Financial terms of both transaction have been withheld by the companies.

Alaska's natural gas market is disconnected from that of the lower 48 states, which have seen prices for the fuel fall as producers unleashed new supplies from shale formations.

Alaskan prices, meanwhile, track closer to global prices, which are much higher than those in the lower 48 states.

The natural gas that provides fuel for much of Alaska's population comes from the Cook Inlet on the state's southern coast.

Drilling declined in the inlet in recent decades as energy producers turned their attention to Alaska's prolific North Slope oil fields.

Much of the gas mined there, however, is reinjected into the ground because there is no means to transport it to the state's population centers to the south.

In the last year, however, producers including Hilcorp, Apache Corp. (APA) and Buccaneer Energy Ltd. (BCC.AU) have made new investments in Cook Inlet.

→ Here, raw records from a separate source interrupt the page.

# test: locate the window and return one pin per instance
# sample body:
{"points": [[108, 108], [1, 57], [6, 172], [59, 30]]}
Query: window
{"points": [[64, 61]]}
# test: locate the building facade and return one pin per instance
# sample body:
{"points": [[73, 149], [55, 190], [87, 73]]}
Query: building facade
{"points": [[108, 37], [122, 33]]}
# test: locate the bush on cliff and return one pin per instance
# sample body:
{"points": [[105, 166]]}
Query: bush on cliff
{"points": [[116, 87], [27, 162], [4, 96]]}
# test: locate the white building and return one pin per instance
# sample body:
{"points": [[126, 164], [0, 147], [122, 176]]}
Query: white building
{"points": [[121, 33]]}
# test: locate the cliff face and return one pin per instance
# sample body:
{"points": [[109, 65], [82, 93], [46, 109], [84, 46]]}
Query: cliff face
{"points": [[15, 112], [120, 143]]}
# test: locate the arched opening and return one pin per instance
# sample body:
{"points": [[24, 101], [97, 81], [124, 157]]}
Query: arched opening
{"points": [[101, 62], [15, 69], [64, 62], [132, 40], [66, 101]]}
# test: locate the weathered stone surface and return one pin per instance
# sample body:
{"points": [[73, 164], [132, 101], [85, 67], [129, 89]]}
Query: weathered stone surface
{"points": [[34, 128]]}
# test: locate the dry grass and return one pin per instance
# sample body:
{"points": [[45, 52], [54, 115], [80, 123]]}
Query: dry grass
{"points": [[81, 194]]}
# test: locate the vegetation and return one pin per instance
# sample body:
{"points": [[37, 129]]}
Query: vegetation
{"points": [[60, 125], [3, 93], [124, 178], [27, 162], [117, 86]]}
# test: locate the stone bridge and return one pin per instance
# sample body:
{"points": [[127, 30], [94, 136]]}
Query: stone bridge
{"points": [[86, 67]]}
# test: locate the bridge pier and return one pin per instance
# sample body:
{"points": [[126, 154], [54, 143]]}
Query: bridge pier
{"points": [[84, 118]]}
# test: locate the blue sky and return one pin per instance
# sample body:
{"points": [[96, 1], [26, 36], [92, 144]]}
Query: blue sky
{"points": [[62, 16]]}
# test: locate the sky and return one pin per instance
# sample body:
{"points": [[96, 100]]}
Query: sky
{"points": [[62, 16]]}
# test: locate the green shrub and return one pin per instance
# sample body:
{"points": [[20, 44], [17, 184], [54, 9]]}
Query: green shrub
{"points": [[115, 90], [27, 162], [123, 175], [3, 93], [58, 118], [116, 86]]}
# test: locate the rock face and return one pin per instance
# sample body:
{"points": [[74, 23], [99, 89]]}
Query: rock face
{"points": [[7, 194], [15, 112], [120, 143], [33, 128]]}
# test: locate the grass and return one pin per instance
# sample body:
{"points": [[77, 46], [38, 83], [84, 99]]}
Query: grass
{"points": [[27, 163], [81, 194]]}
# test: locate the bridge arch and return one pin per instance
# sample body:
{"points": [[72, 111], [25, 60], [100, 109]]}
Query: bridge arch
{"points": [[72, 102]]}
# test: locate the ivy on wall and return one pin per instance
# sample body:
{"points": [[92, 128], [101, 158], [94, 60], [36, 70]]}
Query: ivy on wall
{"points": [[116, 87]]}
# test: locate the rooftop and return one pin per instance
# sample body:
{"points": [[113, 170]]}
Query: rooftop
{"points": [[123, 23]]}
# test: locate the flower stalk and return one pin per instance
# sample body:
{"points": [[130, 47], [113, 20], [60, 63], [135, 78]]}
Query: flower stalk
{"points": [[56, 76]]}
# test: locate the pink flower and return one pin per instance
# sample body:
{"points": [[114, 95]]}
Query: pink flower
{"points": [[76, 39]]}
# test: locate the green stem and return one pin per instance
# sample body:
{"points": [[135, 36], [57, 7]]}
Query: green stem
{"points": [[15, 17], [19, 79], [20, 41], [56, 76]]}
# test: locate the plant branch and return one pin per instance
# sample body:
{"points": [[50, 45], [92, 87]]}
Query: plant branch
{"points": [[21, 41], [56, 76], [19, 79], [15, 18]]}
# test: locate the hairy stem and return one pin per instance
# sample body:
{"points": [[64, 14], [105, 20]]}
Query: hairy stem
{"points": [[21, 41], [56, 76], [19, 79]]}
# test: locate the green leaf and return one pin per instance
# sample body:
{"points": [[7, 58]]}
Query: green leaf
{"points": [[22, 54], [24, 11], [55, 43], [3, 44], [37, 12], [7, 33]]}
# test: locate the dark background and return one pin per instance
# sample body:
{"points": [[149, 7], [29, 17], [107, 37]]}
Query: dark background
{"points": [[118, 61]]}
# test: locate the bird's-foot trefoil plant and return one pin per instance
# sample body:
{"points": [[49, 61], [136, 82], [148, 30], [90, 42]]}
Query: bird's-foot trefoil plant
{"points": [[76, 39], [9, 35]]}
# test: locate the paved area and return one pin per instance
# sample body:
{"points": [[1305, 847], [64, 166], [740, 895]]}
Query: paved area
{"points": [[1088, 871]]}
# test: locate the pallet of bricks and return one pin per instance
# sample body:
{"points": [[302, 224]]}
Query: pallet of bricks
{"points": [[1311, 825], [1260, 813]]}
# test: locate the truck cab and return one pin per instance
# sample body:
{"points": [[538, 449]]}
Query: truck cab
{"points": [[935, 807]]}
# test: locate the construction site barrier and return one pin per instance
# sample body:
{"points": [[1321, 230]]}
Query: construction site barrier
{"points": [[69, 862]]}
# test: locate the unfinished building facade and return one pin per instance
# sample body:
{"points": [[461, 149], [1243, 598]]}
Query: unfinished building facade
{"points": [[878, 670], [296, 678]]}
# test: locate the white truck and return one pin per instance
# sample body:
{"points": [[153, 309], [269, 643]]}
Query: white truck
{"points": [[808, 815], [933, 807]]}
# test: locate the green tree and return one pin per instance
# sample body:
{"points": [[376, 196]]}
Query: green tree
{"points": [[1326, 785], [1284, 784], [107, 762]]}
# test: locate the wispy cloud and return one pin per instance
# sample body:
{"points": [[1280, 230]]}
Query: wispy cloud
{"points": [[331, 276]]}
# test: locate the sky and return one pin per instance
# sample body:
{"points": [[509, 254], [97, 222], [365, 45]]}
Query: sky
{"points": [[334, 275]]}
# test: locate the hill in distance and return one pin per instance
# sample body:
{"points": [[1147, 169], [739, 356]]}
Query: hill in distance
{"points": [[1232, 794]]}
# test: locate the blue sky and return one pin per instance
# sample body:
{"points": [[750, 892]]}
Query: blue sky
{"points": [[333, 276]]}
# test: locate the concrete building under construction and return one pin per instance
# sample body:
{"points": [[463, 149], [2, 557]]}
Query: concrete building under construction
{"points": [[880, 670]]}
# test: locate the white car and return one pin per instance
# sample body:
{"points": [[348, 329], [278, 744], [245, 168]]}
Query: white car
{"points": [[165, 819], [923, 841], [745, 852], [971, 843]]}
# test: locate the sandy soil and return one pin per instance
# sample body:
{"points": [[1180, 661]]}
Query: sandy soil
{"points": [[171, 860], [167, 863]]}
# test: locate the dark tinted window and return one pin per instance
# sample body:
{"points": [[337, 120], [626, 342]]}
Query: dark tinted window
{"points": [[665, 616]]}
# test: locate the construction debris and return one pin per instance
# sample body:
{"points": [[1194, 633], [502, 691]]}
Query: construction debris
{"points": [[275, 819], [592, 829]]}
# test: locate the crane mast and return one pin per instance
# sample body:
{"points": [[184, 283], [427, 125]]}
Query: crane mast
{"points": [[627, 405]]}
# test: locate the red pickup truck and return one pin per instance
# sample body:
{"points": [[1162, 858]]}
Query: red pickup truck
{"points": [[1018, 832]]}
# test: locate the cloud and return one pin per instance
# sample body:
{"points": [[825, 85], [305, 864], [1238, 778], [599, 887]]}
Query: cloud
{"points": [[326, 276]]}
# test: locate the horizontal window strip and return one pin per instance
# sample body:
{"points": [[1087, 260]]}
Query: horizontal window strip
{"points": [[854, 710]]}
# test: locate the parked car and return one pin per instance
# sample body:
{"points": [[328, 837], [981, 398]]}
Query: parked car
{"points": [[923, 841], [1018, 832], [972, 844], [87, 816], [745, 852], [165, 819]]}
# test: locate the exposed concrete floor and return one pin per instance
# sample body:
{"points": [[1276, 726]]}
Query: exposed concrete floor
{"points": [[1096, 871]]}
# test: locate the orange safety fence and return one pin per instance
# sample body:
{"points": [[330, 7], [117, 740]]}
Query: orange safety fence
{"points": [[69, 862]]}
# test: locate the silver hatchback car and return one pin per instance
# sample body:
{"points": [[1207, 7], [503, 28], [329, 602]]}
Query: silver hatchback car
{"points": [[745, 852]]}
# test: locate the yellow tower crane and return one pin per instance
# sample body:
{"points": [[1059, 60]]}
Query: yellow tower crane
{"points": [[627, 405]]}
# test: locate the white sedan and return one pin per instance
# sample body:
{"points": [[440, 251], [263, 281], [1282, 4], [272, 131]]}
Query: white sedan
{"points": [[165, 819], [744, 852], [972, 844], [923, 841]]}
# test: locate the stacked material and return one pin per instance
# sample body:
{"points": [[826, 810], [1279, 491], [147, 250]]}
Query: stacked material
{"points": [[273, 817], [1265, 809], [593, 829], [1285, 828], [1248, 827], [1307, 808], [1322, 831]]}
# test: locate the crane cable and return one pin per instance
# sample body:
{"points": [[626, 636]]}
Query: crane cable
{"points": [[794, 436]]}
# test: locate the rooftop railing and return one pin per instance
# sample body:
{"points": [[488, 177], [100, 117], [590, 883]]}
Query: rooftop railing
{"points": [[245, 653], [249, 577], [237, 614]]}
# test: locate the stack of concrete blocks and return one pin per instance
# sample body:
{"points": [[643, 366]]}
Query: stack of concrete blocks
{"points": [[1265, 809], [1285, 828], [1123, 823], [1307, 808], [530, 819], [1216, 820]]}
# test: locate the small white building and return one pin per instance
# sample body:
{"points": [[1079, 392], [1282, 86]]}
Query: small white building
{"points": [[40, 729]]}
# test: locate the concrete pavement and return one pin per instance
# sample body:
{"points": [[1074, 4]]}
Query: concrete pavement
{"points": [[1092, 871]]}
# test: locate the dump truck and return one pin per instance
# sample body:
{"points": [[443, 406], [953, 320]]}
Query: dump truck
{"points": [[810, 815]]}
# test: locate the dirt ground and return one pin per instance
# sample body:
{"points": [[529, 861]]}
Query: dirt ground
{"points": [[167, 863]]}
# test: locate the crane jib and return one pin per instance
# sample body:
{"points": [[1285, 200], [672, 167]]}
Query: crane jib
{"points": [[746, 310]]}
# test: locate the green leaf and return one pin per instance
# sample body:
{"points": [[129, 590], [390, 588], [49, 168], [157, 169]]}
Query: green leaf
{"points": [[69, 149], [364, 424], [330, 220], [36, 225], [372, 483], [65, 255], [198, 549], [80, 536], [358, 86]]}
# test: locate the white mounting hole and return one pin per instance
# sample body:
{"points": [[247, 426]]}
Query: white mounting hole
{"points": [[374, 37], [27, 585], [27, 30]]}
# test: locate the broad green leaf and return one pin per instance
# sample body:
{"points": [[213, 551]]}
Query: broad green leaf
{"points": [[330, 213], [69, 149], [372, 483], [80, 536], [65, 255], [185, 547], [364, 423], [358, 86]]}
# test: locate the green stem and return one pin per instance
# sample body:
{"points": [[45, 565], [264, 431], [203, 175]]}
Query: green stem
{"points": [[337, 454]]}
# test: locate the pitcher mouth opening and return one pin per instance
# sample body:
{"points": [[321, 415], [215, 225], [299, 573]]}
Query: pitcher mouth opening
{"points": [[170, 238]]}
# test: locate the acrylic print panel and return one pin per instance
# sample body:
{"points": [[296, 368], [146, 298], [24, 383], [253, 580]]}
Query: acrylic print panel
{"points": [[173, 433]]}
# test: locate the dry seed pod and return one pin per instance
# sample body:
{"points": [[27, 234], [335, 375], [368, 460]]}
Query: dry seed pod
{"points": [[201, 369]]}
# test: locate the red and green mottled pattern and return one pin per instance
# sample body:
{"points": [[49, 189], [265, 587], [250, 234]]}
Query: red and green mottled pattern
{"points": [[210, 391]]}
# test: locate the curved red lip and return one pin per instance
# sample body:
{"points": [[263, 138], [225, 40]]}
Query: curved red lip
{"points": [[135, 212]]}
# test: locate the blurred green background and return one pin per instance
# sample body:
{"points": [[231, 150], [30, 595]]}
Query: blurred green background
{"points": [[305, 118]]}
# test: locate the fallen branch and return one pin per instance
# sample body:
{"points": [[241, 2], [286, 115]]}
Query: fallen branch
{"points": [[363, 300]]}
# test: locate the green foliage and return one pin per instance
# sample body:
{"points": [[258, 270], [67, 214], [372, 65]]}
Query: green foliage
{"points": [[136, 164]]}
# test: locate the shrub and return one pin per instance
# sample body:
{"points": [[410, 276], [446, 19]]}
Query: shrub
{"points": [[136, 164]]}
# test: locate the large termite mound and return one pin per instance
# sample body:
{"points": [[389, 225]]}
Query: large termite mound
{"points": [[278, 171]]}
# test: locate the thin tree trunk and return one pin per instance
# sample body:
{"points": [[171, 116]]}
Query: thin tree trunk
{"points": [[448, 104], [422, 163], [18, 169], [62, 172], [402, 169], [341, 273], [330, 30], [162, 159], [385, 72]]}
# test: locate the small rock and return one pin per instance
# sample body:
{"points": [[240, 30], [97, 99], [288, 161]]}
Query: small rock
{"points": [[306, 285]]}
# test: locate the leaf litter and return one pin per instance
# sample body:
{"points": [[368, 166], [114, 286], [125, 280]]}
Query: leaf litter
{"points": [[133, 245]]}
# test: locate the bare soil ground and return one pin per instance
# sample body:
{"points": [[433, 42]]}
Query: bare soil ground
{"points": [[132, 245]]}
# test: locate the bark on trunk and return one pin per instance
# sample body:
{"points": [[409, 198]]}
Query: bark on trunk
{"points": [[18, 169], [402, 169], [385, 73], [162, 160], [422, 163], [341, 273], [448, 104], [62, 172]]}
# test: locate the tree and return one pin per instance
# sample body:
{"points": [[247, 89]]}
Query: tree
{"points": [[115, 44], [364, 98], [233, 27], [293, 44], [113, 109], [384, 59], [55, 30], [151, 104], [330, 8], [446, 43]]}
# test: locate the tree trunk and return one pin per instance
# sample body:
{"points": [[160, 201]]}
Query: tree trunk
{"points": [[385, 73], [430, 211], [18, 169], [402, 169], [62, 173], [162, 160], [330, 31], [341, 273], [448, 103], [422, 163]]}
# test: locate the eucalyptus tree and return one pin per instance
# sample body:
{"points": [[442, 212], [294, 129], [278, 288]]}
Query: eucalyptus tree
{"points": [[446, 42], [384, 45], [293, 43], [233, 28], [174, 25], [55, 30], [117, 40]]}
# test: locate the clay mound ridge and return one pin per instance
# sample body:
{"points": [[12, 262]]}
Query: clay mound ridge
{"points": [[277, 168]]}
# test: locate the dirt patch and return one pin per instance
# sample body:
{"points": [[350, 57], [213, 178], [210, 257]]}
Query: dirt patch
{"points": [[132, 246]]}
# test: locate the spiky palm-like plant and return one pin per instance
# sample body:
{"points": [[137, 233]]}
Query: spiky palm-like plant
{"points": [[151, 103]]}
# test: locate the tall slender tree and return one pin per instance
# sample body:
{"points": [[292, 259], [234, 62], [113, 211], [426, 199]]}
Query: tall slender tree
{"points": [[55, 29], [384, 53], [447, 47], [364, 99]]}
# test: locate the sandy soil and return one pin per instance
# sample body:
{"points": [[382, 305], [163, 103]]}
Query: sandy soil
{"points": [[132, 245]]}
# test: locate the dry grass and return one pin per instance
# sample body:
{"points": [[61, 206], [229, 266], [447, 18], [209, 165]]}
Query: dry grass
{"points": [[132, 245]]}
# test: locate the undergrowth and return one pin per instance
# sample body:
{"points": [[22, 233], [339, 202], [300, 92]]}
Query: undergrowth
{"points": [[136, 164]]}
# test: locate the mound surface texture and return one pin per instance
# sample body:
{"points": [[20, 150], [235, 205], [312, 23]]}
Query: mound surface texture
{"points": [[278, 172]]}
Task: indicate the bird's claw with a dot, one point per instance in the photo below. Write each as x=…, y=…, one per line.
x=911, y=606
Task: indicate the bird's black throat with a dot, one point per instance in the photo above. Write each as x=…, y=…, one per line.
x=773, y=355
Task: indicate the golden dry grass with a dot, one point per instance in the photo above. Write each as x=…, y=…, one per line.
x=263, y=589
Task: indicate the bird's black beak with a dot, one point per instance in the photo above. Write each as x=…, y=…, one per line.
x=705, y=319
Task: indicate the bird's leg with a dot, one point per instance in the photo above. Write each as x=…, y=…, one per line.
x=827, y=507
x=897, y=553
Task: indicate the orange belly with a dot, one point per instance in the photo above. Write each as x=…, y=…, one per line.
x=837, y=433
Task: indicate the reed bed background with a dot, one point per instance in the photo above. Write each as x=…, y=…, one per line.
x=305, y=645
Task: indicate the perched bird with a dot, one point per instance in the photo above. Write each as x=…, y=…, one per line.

Hilcorp would account for between 60% and 80% of the Alaskan gas market, depending on the season, if it completes the acquisition, said Joe Balash, Alaska's deputy commissioner of Natural Resources. The volume of gas on the market in Alaska fluctuates because some is exported via a ConocoPhillip-owned liquefied natural gas terminal during summer when local demand for the heating fuel declines. Mr. Balash said that he supports Hilcorp's acquisition because he believes the company will invest money to increase production on the fields it acquires.